3. Binäre Oppositionen
Das »Böse« steht in einer konstitutiven Spannung zu seinem Gegenteil. Anhand formaler und ästhetischer Gegensatzkonfigurationen (hell/dunkel, schön/hässlich), die bestimmten Affektzuständen (Zorn/Geduld, Pathos/Disziplin) zugeordnet sind, soll die bildliche Modellierung von »Gut« und »Böse« zurückverfolgt werden.

4. Maß und Angemessenheit
Gesetzgebung ist auf Gebote und Entscheidungsprozesse angewiesen, die aus dem Ermessen, der Verhältnismäßigkeit und der Abwägung hervorgehen.
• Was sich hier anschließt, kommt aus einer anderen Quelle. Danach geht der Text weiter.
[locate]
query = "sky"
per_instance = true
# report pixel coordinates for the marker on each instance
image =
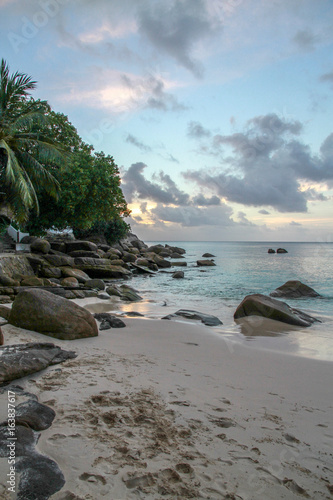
(218, 113)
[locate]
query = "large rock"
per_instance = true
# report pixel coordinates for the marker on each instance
(50, 272)
(40, 246)
(128, 293)
(132, 240)
(71, 246)
(96, 284)
(178, 274)
(109, 321)
(69, 272)
(294, 289)
(261, 305)
(47, 313)
(5, 312)
(36, 415)
(178, 250)
(5, 281)
(207, 319)
(32, 281)
(84, 253)
(161, 262)
(59, 260)
(100, 268)
(20, 360)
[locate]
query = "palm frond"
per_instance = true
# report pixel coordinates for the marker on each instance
(39, 175)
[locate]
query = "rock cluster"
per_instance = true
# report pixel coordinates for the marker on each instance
(44, 312)
(78, 269)
(38, 475)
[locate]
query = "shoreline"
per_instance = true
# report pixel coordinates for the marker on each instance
(314, 342)
(164, 409)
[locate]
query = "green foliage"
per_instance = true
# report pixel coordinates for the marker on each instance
(49, 177)
(25, 151)
(90, 193)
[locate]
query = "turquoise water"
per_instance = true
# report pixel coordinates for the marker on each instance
(243, 268)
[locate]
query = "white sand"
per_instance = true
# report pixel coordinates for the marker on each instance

Wie wird die Proportionalität von Tat und Strafmaß bildlich hergestellt? Inwiefern spiegelt sich die Gerechtigkeit des Strafmaßes im ästhetischen Prinzip der Angemessenheit? Welche Bedeutung haben Extremfiguren des »Bösen« im Prozess der Urteilsfindung?

5. Exzessive Formen
Extreme Gewalt und Grausamkeit scheint vom ikonographischen und stilistischen Bildvokabular nicht erfasst werden zu können. Welche visuellen Formeln sind geeignet, Verbrechen einzufangen, die das Vorstellbare übersteigen? Wann werden exzessive Bilder gesucht und wann vermieden? In welchen Fällen verstoßen Bilder gegen das Gebot der Angemessenheit?

6. Undarstellbarkeit
Repräsentationen von Genozid, Kriegs- und staatlich verübten Verbrechen werden gesetzlich verboten, moralisch tabuisiert oder psychologisch verdrängt (Trauma). Welche Argumente lassen sich für und gegen ihre Darstellung anführen? Inwiefern sind hierbei ästhetische, soziale und juridische Normsetzungen wirksam?

Themenvorschläge im Umfang von bis zu 300 Wörtern (deutsch, englisch, italienisch, französisch) können zusammen mit einem kurzen Lebenslauf bis zum 15. Dezember 2016 an carolin.behrmann@khi.fi.it und felix.jaeger@khi.fi.it gerichtet werden.

Tagung des Minerva Forschungsprojektes »Nomos der Bilder. Manifestation und Ikonologie des Rechts« am Kunsthistorischen Institut in Florenz – Max-Planck-Institut.

Das Minerva Forschungsprojekt übernimmt die Übernachtungs- und Reisekosten (economy class) gemäß den Richtlinien des Bundesreisekostengesetzes. Die Dauer der Vorträge beschränkt sich auf 25 Minuten. Eine Publikation der Beiträge nach Peer-Review-Verfahren ist geplant.